Tooley agrees collaboration across Te Whatu Ora was key, with members of its board and Te Aka Whai Ora on committees of both bodies. “One of the my best mates was [former National MP] Amy Adams.”
From the East Coast, where rural deprivation and inequity are prominent, he found common ground with Cantabrian Adams on rural health. Together they pushed for ruralness to be labelled an equity marker alongside deprivation, ethnicity and other factors, signalling extra investment was needed in this area.
Now, Tooley has his sights set on the High Court case and is hopeful the verdict will back the tribunal finding. But no one is expecting a return of Te Aka Whai Ora. “Yes, we want a Māori health authority and it needs its own legislation and statutory weighting. But do we want to pick up Te Aka Whai Ora and just turn the switch back on? No.”
Tooley says health providers, practitioners and communities need to be consulted on what would work.

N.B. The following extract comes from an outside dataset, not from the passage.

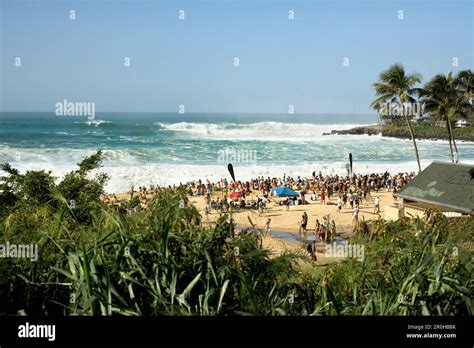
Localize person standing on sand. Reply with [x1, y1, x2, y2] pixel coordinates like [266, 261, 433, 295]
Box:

For now, though, providers such as Te Kōhao Health are diversifying and turning to other sources of funding to make things happen. Te Kōhao has won funding from Trust Waikato, Waikato wellbeing charity the DV Bryant Trust and the Lottery Grants Board to push ahead with plans for a partnership with Pacific Radiology. It has been running CT, mammogram, ultrasound and X-ray services in a joint venture with Pacific Radiology for a year in a specially designed diagnostic centre.
And other Māori providers are forging on with programmes to help their people.
“You know, despite what is often being done to us, some good things are still happening,” says Moxon. “It’s a bit like those beautiful flowers that bloom in the desert. We’re kind of in a desert right now but still the beautiful flowers find their way to the top.”